Daerah

Moderasi Beragama Bukan Upaya Memudah-mudahkan Ajaran Agama

Rabu, 29 September 2021 | 14:30 WIB

Moderasi Beragama Bukan Upaya Memudah-mudahkan Ajaran Agama

Workshop Tokoh Agama dan Tokoh Masyarakat bertema Merawat Keberagaman dengan Moderasi Beragama di Hotel Emersia Bandarlampung, Rabu (29/9) malam. (Foto: NU Online/Faizin)

Bandarlampung, NU Online
Pesan moderasi beragama harus senantiasa dilandaskan pada ajaran luhur, yaitu Rahmatan Lil Alamin. Penguatan moderasi beragama tidak boleh dipahami sebagai upaya untuk memudah-mudahkan ajaran agama atau mengecilkan peran agama dalam kehidupan. Justru moderasi beragama harus dimaknai sebagai upaya bersama untuk memiliki sikap keberagamaan melalui sikap hormat terhadap paham yang tidak sama, menebarkan kedamaian dan kasih sayang.


Hal ini ditegaskan Kepala Kantor Kementerian Agama Provinsi Lampung H Juanda Naim di depan para tokoh agama dan masyarakat Provinsi Lampung pada Workshop Tokoh Agama dan Tokoh Masyarakat bertema Merawat Keberagaman dengan Moderasi Beragama di Hotel Emersia Bandarlampung, Rabu (29/9) malam.


Moderasi beragama lanjutnya, harus dimaknai sebagai sikap beragama yang seimbang antara pengalaman agama sendiri dan penghormatan kepada praktik beragama orang lain yang berbeda keyakinan. Sikap seimbang ini akan menghindarkan sikap ekstrem berlebihan, fanatik dan sikap revolusioner dalam beragama.

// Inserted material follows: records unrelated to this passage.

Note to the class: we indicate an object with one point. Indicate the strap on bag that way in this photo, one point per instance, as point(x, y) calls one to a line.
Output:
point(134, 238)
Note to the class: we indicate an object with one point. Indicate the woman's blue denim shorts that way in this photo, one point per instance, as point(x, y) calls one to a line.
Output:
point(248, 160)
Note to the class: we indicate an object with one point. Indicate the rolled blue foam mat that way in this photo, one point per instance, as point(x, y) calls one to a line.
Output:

“Moderasi tidak hanya milik satu agama, lebih tepatnya moderasi beragama lekat pada setiap agama,” tegasnya.

 


Kemudian ia menyebut bahwa sejatinya, paham anarkisme dalam beragama tidak berhubungan dengan agama. Tidak pernah ada agama yang mengajarkan anarkis, apa lagi agama Islam yang sangat menjunjung dan mengedepankan kemaslahatan.


Lebih lanjut ia menjelaskan bahwa cara pandang dan sikap moderat dalam beragama ini juga sangat penting bagi masyarakat plural dan multikultural seperti Indonesia. Karena hanya dengan cara itulah keragaman dapat disikapi dengan bijak, serta toleransi dan keadilan dapat terwujud.


“Kemajemukan ini merupakan sunnatullah yang tidak bisa kita hindari. Karena perbedaan itu Allah SWT Tuhan yang Maha Esa yang menciptakan. Potensi kemajemukan, pluralitas perbedaan ini, jika dikelola secara baik, maka akan menjadi sumber kekuatan dan sangat berharga,” jelasnya.


Namun sebaliknya, ia mengingatkan, jika disikapi secara tidak proporsional dan bahkan terus menonjolkan aspek perbedaan yang kemudian diikuti oleh sikap ego sektoral, maka akan berpotensi menimbulkan disharmoni kehidupan beragama dan disintegrasi umat dan bangsa.